1. Pretcher spends 2000USD in meat and spices to prepare raw hamburgers. He is certified as a non-final consumer.
2. Pretcher sells his raw burgers to McBurgers for 3000USD.
3. McBurgers sells the now cooked burgers for 5000USD to hungry customers.
If the government charges a VAT=7%, the calculations are the following:
i. Pretcher spends 2140USD (2000+(2000×7%)) for the ingredients, and the seller of the meat pays the government 140USD.
ii. Pretcher charges McBurgers 3210USD (3000+(3000×7%)) and pays the government 70USD (210 minus 140), getting the same margin of 1000USD (321 –70–2140).
iii. McBurgers charges the final consumer a total of 5350USD (5000+(5000×7%)) and pays the government 140 (350 minus 210), leaving the same gross margin of 2000USD (5350–140–3210).
If there was no tax, Pretcher would make a profit of 1000/2000=50% and McBurgers (5000-3000)/3000=66.6%. With taxes their respective profits are 1000/2140=46.7% and 2000/3210=62.3%, lower in percentage.
The government receives 140+70+140=350USD.
If instead of VAT, we use Sales Tax, the calculations are much simpler, because only the final customer, the burger eater will have to pay, 350USD, that will go entirely to the government.

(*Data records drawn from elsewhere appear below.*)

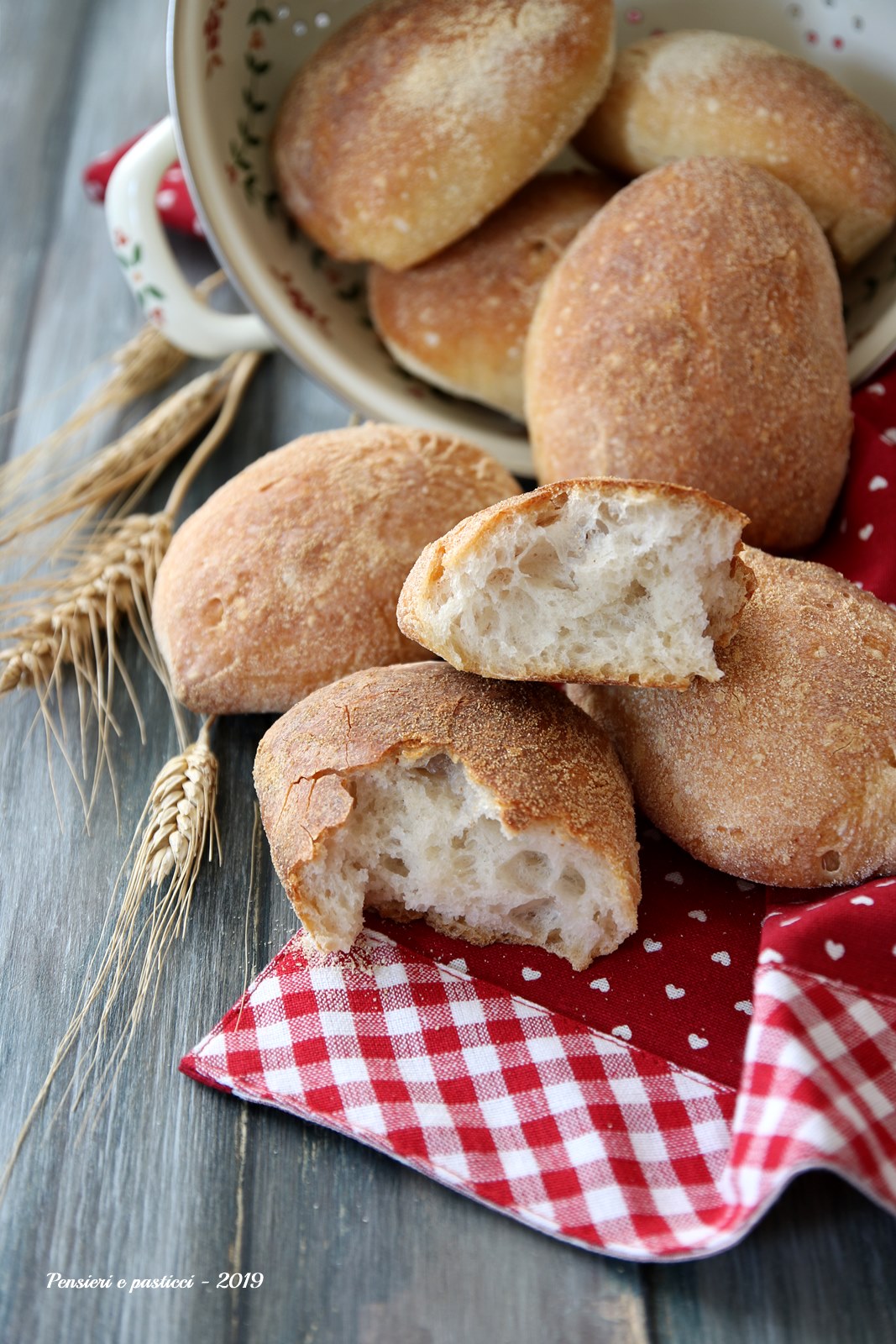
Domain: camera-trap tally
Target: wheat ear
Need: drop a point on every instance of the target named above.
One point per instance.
(143, 366)
(175, 830)
(110, 586)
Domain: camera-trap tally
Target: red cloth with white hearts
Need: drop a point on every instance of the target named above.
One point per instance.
(651, 1106)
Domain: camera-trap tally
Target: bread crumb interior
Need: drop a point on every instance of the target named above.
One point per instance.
(425, 839)
(622, 588)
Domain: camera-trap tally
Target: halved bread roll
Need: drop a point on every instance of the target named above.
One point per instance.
(584, 581)
(493, 811)
(783, 773)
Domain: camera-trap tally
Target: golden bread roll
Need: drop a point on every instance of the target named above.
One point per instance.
(584, 581)
(694, 333)
(423, 316)
(493, 811)
(288, 577)
(416, 120)
(785, 772)
(679, 94)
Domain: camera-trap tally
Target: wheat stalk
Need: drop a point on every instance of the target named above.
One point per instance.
(132, 461)
(175, 830)
(144, 365)
(109, 588)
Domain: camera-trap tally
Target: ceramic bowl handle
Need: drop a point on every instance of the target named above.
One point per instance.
(149, 265)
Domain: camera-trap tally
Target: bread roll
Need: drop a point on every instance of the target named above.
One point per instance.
(416, 120)
(493, 811)
(786, 770)
(288, 577)
(679, 94)
(496, 273)
(694, 333)
(584, 581)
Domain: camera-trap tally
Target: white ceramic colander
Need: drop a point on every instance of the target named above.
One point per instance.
(228, 66)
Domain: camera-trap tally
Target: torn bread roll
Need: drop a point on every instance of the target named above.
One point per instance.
(584, 581)
(694, 333)
(785, 773)
(416, 120)
(288, 577)
(496, 812)
(679, 94)
(423, 315)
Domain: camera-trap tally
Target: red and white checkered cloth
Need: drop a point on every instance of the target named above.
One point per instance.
(654, 1105)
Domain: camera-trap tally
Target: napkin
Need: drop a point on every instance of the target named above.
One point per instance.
(654, 1105)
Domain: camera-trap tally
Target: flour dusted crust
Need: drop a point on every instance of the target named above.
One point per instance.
(694, 333)
(459, 320)
(416, 120)
(785, 772)
(680, 94)
(539, 770)
(288, 577)
(584, 581)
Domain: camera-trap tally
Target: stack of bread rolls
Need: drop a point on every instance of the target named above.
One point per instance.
(679, 353)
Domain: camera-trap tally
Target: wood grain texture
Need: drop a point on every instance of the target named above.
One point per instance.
(177, 1179)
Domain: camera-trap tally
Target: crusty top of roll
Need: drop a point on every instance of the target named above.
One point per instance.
(694, 333)
(543, 759)
(461, 318)
(785, 772)
(416, 120)
(680, 94)
(288, 577)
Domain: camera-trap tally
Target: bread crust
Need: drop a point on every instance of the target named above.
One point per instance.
(288, 577)
(785, 772)
(691, 93)
(694, 333)
(544, 761)
(472, 534)
(417, 120)
(496, 273)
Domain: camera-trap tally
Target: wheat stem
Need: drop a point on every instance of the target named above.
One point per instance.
(242, 375)
(176, 828)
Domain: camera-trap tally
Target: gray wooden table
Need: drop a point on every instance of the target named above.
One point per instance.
(177, 1179)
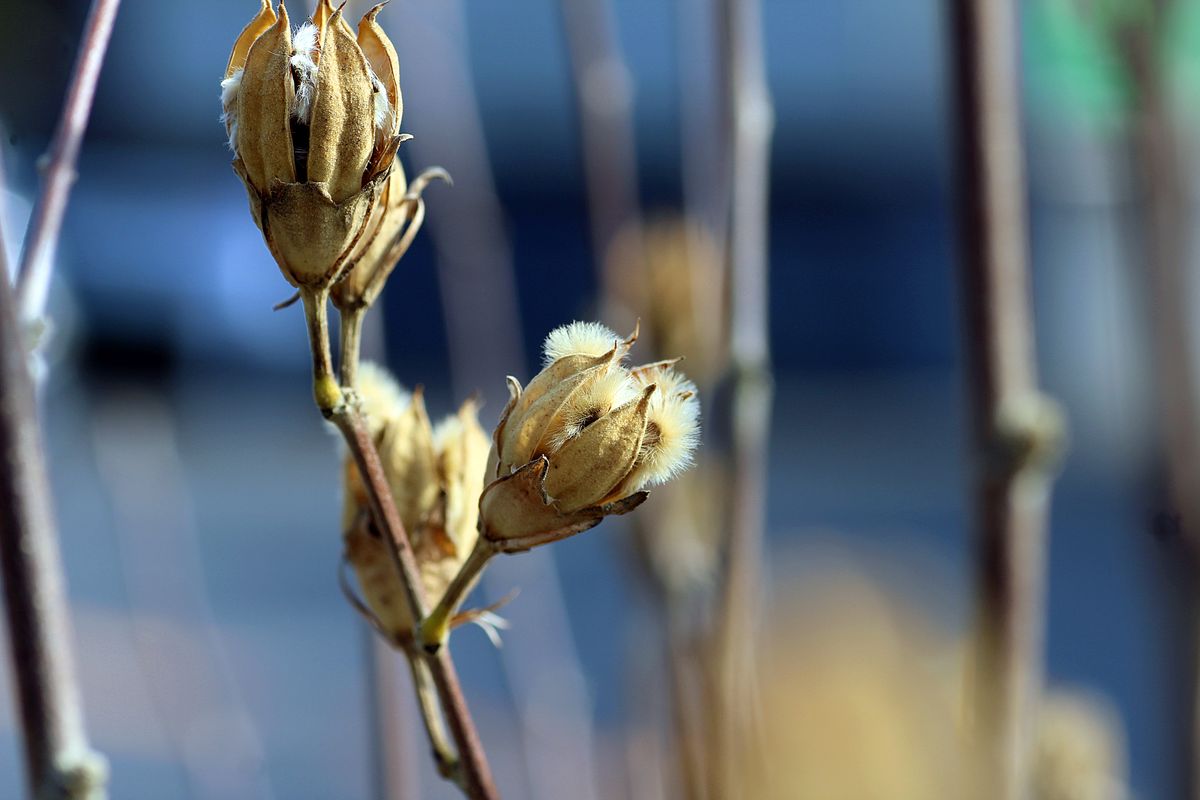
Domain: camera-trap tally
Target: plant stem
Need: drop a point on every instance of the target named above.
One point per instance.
(351, 335)
(435, 629)
(324, 386)
(42, 238)
(475, 771)
(748, 130)
(1163, 187)
(1015, 428)
(59, 759)
(431, 715)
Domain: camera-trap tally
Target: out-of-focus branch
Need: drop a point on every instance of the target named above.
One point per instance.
(604, 101)
(42, 238)
(748, 125)
(1159, 175)
(478, 290)
(59, 761)
(475, 774)
(1017, 431)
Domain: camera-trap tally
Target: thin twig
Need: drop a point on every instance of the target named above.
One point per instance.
(748, 128)
(475, 771)
(42, 238)
(59, 759)
(478, 290)
(1017, 431)
(1161, 181)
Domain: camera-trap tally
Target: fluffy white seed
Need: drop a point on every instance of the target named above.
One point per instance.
(672, 427)
(229, 89)
(304, 71)
(579, 338)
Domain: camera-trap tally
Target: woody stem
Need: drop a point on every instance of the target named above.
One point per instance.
(435, 629)
(431, 715)
(352, 341)
(477, 776)
(324, 385)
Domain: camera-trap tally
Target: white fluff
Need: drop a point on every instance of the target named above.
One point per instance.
(229, 89)
(672, 429)
(304, 68)
(383, 106)
(579, 338)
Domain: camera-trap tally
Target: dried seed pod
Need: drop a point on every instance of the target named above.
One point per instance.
(313, 131)
(435, 475)
(583, 438)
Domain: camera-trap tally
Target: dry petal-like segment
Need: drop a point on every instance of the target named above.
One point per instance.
(309, 233)
(264, 103)
(342, 128)
(516, 513)
(462, 449)
(382, 56)
(592, 464)
(256, 28)
(409, 462)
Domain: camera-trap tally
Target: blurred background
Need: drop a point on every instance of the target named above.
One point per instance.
(197, 489)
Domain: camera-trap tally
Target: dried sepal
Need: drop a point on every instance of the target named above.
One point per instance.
(402, 214)
(256, 28)
(462, 449)
(406, 447)
(381, 54)
(311, 235)
(516, 512)
(264, 106)
(588, 468)
(382, 591)
(342, 133)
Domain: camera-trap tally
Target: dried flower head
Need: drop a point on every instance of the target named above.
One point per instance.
(313, 121)
(436, 475)
(585, 438)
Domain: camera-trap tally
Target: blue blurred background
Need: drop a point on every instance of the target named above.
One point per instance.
(197, 489)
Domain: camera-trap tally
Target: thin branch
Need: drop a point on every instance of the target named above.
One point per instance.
(604, 97)
(59, 759)
(1162, 184)
(478, 288)
(46, 224)
(475, 771)
(748, 128)
(1017, 431)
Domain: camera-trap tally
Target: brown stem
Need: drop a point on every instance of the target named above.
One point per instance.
(324, 386)
(1017, 429)
(431, 716)
(748, 128)
(1162, 185)
(475, 771)
(436, 626)
(42, 238)
(351, 335)
(59, 759)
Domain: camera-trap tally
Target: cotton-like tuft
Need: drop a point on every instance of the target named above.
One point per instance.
(579, 338)
(304, 71)
(672, 427)
(229, 89)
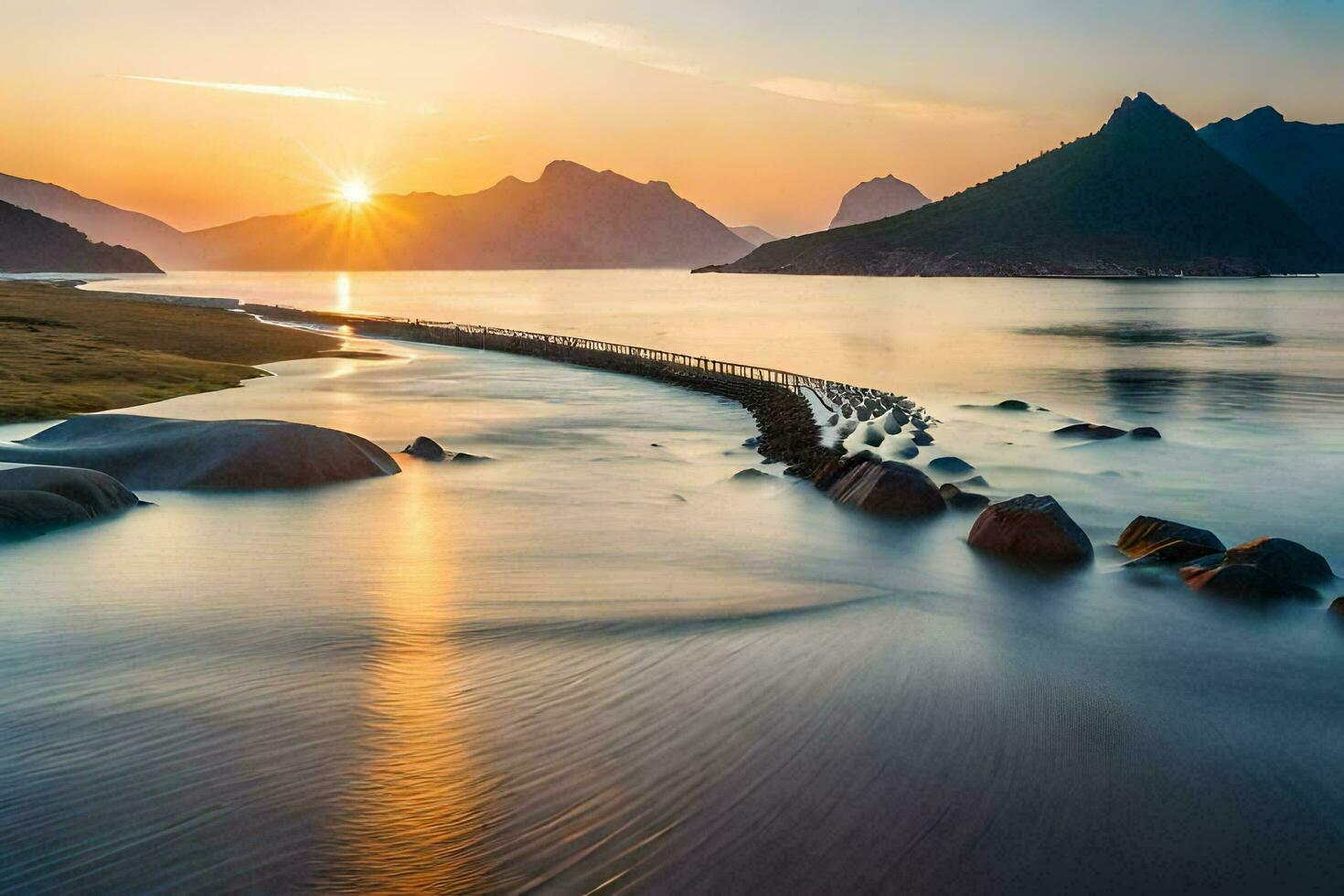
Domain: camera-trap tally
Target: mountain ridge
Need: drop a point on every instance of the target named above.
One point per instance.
(1143, 195)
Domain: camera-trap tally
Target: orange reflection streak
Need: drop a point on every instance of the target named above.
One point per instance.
(414, 821)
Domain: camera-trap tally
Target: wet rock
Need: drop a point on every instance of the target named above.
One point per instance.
(1156, 540)
(961, 500)
(887, 489)
(463, 457)
(163, 453)
(426, 449)
(35, 498)
(949, 465)
(1264, 569)
(1093, 432)
(1031, 528)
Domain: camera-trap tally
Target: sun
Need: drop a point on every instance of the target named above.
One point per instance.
(355, 192)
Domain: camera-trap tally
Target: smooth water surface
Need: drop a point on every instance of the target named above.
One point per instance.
(597, 664)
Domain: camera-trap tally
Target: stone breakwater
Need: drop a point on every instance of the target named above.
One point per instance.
(784, 415)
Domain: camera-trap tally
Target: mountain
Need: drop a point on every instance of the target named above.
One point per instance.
(752, 234)
(571, 217)
(33, 243)
(1143, 195)
(1303, 163)
(875, 199)
(100, 220)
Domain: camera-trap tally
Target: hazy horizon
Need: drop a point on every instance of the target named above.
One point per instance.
(761, 114)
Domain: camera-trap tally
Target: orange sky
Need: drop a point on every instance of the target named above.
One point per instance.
(760, 113)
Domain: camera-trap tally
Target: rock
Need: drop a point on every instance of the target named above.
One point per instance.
(463, 457)
(1178, 541)
(46, 497)
(961, 500)
(976, 481)
(425, 449)
(949, 465)
(1094, 432)
(1260, 570)
(160, 453)
(1031, 528)
(889, 489)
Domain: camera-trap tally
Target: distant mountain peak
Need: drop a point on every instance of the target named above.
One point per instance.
(1143, 113)
(875, 199)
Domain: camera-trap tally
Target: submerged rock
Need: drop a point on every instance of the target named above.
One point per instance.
(889, 488)
(425, 448)
(1094, 432)
(1261, 569)
(961, 500)
(1031, 528)
(163, 453)
(1148, 539)
(951, 465)
(46, 497)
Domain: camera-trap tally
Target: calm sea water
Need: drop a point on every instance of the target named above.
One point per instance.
(598, 664)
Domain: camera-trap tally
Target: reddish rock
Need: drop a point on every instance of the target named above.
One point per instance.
(1031, 528)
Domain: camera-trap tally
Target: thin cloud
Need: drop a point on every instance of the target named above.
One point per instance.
(869, 97)
(266, 91)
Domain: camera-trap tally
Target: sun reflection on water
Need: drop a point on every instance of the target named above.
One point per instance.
(414, 821)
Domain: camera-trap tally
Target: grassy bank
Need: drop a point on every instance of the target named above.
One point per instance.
(68, 352)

The use os VAT is more complicated and remove resources to comply with the tax filling. Besides, it might create an illegal net of false invoices. The only advantage is that under sales tax, nobody has any incentive to pay or collect the tax. Under VAT, an intermediate purchaser has an incentive to deduct input VAT.
Of course, we prefer a Sales Tax system for its clarity and efficiency.